The intention of Pythonic Assistant is to easily injest, store and complete given tasks. That said, this code base is still under development and most of that functionality does not work. As of right now, the only completely functional component of this library is the PythonicAssistant
class within the pythonic_assistant.py
file.
This library uses poetry to maintain the required packages and dotenv to maintain the global variables (such as the OPENAI_API_KEY
).
To get started, clone the repository to a local directory. Then, cd
into the first pythonic_assistant
directory and create the file .env
. Once created, open it and add the following code:
OPENAI_API_KEY="[YOUR API KEY HERE]"
To generate your OPENAI_API_KEY
, follow the instructions on the OpenAI Website.
Next, you will need to initiate the poetry environment inside the directory.
poetry init
As a final setup step, start the poetry shell with the following command:
poetry shell
Now that you have setup the environment, open two terminal windows. In one, run the following to start pythonic assistant backend:
poetry run python web_backend/web_backend.py
And in the other, run the following to start the frontend:
poetry run streamlit run web_frontend/interface.py
The PythonicAssistant
class is a wrapper over the OpenAI Assistants API that provides a very lightweight framework for using Assistants (i.e. Agents).
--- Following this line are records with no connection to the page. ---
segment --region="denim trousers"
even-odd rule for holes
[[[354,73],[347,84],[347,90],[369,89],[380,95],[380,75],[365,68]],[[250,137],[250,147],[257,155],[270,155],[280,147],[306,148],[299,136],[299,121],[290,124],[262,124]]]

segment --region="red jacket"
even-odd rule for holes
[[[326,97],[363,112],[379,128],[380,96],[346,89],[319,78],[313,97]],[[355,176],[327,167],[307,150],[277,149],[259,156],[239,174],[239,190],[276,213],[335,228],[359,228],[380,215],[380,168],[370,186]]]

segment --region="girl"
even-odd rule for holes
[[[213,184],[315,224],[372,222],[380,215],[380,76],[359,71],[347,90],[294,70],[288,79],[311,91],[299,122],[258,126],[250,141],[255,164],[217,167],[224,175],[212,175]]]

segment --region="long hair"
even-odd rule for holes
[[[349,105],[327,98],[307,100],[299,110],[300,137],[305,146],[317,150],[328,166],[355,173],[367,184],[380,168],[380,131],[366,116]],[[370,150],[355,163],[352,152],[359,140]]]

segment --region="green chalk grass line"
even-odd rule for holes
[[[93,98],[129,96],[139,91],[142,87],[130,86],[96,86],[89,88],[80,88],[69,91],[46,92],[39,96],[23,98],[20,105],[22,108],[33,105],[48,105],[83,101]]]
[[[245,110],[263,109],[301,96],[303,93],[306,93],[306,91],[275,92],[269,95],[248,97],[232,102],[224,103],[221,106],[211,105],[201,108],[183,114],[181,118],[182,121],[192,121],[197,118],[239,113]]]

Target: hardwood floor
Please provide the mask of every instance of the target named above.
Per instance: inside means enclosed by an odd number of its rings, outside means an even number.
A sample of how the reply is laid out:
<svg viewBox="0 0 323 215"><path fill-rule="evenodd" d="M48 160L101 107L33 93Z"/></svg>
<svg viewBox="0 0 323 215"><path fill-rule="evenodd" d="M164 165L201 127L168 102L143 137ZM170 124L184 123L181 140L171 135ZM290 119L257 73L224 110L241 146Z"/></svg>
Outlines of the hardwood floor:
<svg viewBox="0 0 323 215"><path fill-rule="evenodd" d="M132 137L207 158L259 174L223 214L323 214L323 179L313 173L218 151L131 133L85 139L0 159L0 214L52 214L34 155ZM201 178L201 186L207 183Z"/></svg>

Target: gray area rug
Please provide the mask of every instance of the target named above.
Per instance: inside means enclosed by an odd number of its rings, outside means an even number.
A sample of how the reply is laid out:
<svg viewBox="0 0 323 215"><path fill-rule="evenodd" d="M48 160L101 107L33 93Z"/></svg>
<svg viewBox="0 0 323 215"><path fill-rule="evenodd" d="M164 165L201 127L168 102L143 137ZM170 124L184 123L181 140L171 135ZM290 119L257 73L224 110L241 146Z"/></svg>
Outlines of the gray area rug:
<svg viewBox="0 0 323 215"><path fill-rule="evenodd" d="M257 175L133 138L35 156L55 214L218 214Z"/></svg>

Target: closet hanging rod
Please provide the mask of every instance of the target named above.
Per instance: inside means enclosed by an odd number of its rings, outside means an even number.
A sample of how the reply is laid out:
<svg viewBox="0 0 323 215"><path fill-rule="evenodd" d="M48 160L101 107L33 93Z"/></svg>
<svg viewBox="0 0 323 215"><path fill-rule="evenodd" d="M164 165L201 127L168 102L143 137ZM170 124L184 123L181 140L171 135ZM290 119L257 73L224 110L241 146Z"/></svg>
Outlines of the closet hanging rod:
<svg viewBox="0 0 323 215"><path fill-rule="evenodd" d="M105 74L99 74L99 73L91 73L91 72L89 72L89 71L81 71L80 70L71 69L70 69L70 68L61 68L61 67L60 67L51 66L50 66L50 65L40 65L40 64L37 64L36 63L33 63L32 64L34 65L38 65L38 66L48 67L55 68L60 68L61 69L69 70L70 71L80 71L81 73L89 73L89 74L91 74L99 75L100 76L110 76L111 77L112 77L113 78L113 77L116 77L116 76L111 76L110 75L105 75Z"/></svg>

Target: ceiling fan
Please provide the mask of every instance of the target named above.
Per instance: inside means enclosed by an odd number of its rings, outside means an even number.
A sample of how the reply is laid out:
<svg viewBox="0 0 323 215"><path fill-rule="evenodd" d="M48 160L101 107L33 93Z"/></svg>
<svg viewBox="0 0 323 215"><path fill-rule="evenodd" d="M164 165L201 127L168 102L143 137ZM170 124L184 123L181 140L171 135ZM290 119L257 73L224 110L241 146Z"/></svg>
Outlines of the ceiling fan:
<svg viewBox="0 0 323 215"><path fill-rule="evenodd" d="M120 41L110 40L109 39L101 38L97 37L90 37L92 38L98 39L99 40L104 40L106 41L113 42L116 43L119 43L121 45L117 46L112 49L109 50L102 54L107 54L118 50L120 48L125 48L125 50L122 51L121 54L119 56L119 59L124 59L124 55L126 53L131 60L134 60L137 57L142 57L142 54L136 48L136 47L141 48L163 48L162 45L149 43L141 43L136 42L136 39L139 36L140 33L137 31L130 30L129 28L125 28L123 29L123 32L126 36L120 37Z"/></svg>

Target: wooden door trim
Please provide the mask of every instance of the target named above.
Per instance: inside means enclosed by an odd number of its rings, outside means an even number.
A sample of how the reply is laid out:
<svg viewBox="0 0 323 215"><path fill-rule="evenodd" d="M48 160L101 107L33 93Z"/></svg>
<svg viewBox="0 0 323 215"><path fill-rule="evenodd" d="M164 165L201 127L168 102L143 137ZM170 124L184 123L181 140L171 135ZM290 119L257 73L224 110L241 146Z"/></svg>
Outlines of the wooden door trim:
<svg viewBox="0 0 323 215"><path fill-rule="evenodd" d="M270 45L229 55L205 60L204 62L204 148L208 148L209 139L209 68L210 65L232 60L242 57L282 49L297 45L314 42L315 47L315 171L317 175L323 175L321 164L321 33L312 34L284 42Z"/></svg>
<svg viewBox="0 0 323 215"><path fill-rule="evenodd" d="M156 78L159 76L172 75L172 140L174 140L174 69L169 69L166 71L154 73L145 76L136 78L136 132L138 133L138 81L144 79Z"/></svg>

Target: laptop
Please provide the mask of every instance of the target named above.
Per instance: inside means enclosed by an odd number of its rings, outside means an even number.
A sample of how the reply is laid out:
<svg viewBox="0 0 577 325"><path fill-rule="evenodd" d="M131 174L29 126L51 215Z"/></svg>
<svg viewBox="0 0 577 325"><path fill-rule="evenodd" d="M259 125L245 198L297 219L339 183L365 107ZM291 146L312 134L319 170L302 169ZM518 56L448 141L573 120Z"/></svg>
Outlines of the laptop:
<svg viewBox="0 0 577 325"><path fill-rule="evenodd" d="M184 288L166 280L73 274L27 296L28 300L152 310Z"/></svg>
For more information on how to use it, a working example can be found in the main.py
file.
Much of the needed functionality to realize the vision for the Pythonic Assistant still needs to be built. The overall goal is to have an Agent that automatically works through the tasks that you give it in natural language.
-
User Database: Handled by Supabase Auth functionality.
-
Task Database: Added to Supabase.
-
CRM Database: Not shown in the graphic, this datastore in Supabase holds relationships that the user holds with other people. In addition, it has a relational format to save organizations in relation to people and organization in relation to organizations.
-
Pythonic Assistant: The
PythonicAssistant
class (described above) wraps the OpenAI Assistants API at the moment. In the future, it will support other frameworks.
-
Website Frontend / Backend: A lightweight Streamlit interface to injest Tasks into the task database, hosted by supabase. This is currently being built in the
interface.py
file, but the PythonicAssistant is currently run inside the browser. The next step is to use Quart to create a server that runs the Assistant seperately. The messaging connection to the frontend (Streamlit) will be handled through Supabase Presence (not Quart as shown above). -
Tool Manager / Database: Create a server using Quart that manages Tools.
-
(Optional) Planning / Executing Engine: For now, the
PythonicAssistant
class only wraps around the OpenAI Assistants API because of its ease of use. However, this class was written specifically so that it could handle multiple Agent frameworks in the future. This class should be extended to include LangChain Agents (and other Agentic frameworks as they are published). Additionally, the Planning Engine should make use of the Tool Manager created in Step 2 to dynamically allocate tools to the Agent based on the query. -
Planning / Executing Server: Using Quart, build a server that can be spawned by another instance (see Step 5). This should be a thin wrapper around the Planning / Executing Engine built in Step 3.
-
Backend API: Create a server using Quart that queries the Supabase instance for new tasks. If the tasks are able to completed by an Agent (like sending an email), then the server automatically spawns a new process to handle that task.
-
User Knowledge Database: Using Supabase, add tables that support user information like email account logins, credit card data and other items. If at all possible, ensure SOC2, HIPAA and GDPR compliance as early as possible. By default, Supabase is both SOC2 and HIPAA compliant.
-
Prefences Database: Using Supabase, create a schema that can handle arbitrary preferences for arbitrary things. This will be very, very difficult because a preference could be
"seat me in the window seats on flights longer than 3 hours but aisle on anything shorter"
or it could be"I prefer tortellini than rigatoni at italian restaurants"
. Both of these are valid preferences, and perhaps storing them in natural language inside a vector store is the easiest way to accomplish this. -
Website Frontend / Backend: Add functionality to support manually editing and updating tasks, querying preferences and user data. Add the functionality to create accounts.
-
Add Tools: Add as many tools as possible to the Tool Database.
- The Twilio API for sending text messages and adding phone calls for the Assistant. The reason this is on hold is because you need a business license to do the A2P 10DLC compliance, and I honestly don't care enough to put an entity together for just that right now. Streamlit messenger will do.